It appears some are giving YTD figures and others YTD annualized figures. Makes a big difference, especially this early in the year!
It appears some are giving YTD figures and others YTD annualized figures. Makes a big difference, especially this early in the year!
Yes, but the question is how one should account for the addition or withdrawal. One can withdraw all expenses of the period at the beginning of the period or at the end, and it makes a difference; in a bear market, it is better to get the needed cash out of harm's way, and in a bull market one should leave it invested till the last minute. So, the math has to match the time of withdrawal.
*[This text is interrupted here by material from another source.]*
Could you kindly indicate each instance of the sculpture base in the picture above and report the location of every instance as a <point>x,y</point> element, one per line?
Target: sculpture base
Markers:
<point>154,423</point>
I make periodic withdrawals through the year as I need it. Then, on this thread a formula was suggested that basically assumes 1/2 of the WR at the beginning, and 1/2 at the end. See post #164 by pb4uski. This turns out to match the periodic withdrawal scenario the best, without using the golden-standard XIRR. See my post at #172.
I understood the thread to be asking for simple YTD yield. That is simply taking the increase or decrease to date since 12/31/2015 (after accounting for additions or withdrawals) divided by the 12/31/2015 balance. That's what I did.
Come on annualized yield sounds a lot sexier than simple yield. I recalculate for simple yield YTD, I think my account was up 1%, my husband's account was up 2%.